Posted by on Jul 30, 2014 in Tips, Recommendations & Warnings | 2 comments

reading is fundamental

August starts this week. August! Just when it feels like summer has only begun, it’s time to squeeze in those last days of digging bare toes into the sand, huddling with ever-taller kids around a fire making s’mores, or, for the kids, stretching out in a hammock or lawn chair reading books assigned by no one.

But finding great books for kids can present a challenge, whether your kid is a voracious reader who’s already plowed through the local library’s summer list, or a reluctant or very selective reader who needs something special to grab her attention. So Uncharted Parent is here to help.

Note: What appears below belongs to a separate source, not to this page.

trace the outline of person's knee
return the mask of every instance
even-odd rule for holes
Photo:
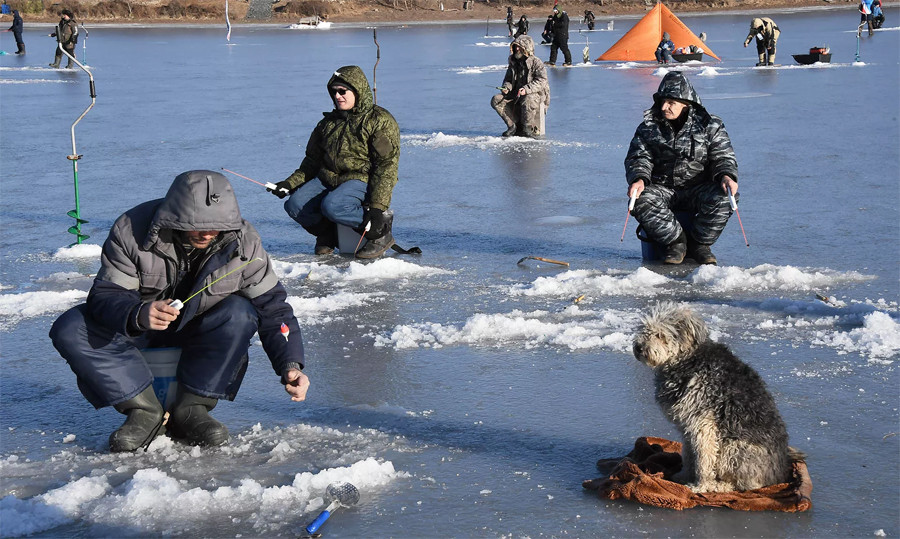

I asked a colleague of mine, children’s literature expert at Gibson’s Bookstore Isabel Berg, for some kids’ book recommendations to pass on to you. What follows is a fantastic selection of older youth fiction and younger young adult titles that should work in general for kids who are about nine to fourteen years old. Consider yourself well supplied for that final road trip or beach vacation of summer.

Happy reading!

Isabel’s Summer 2014 older Youth Fiction/younger Young Adult recommendations

 Realistic Fiction

The Misadventures of the Family Fletcher, by Dana Alison Levy – Move over Penderwicks, here come the Fletchers! Chronicling life’s daily joys and tribulations over the course of a school year and featuring two dads, four adopted multi-racial boys and various pets, this is realistic fiction at its finest.

Dreamer Wisher Liar, by Charise Mericle Harper – A funny & poignant novel about one girl’s magical and transformative summer.

Counting By 7’s, by Holly Goldberg Sloan (now in paperback) – For fans of Wonder, an extremely moving story of family lost and found. Both a Great Stone Face and an Isinglass 2014-2015 nominee.